Can be downloaded or played online here.
Tropes that can be found in this game are
- Alien Sky: The game's starting area has two moons, and the same is true for every other place you visit through the shadows (the ones where you can see the sky, at any rate), implying that no matter how alien they seem, they are all set on the protagonist's home planet.
- Beautiful Void: The majority of places you visit have no inhabitants, being either wilderness or crumbling ruins (in what may be After the End), all poetically and evocatively described. Even when you do meet other humans, you cannot communicate with them.
- Blackout Basement: One area is in complete darkness. Unlike in most Interactive Fiction games with a dark area, bringing a light source isn't the answer. You'll need to navigate it by the different sounds you can hear.
- A different area gets progressively darker as you approach your destination, and in this case, you do need to bring a light source.
- Book-Ends: In the final scene, the line with which the protagonist reconciles with Aessa is the line Rito speaks to Imita in the play at the start.
- Casting a Shadow: All shadows you come across are supernatural portals letting you travel between different areas. Like so much else in the game, the reason for this is left a mystery.
- Heroic Mime: The protagonist is capable of speech, but any sapients you encounter in your journey are either hostile or simply unable to communicate with you. You get to speak once, at the very end.
- Interface Screw: If you lick the frozen metal pole, the game text will change so that it sounds like itf fpoken by fomeone wiv deir tongue ftuck.
- Nintendo Hard: One of Plotkin's most difficult games, primarily thanks to the ability to lose or destroy an item you need and not realise it until later.

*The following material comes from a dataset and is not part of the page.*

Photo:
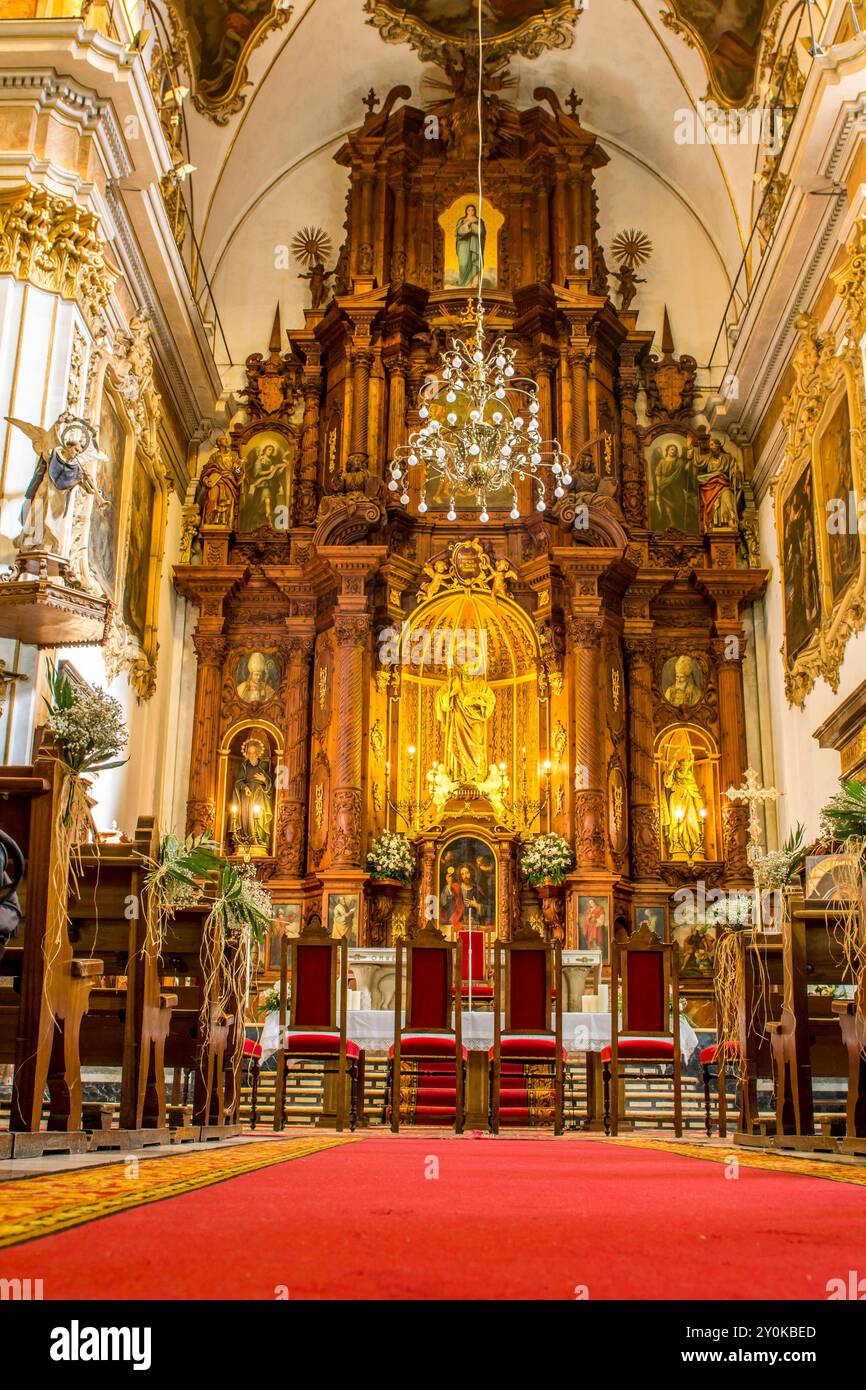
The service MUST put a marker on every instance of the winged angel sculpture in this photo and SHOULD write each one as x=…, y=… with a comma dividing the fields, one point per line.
x=59, y=502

- Show Within a Show: You can choose to watch three performances in the game: the play at the start, the dance of the grasslands tribe, and the race.
- Title Drop: The title is dropped in Imita's monologue in Rito and Imita, where she bewails her fate. Like the game itself, Rito and Imita is the story of an unhappy relationship that ends in reconciliation.
- Tongue on the Flagpole: You come across a metal pole in the icy realm. If you stay around long enough, the game text starts telling you to lick it. And if you do, the only way to free yourself involves using up an item that you will need later, so don't do it.
- World of Symbolism: A possibly interpretation of the game is that it is simply the protagonist symbolically working his way through his feelings and doubts about his relationship.
- Your Cheating Heart: It is strongly implied (though never stated for sure) that Aessa is cheating on the protagonist. Both the play at the start and the dance performed by the tribe in the grasslands tell a story of a Love Triangle between two men and a woman. When you meet Aessa in the end, she asks your forgiveness.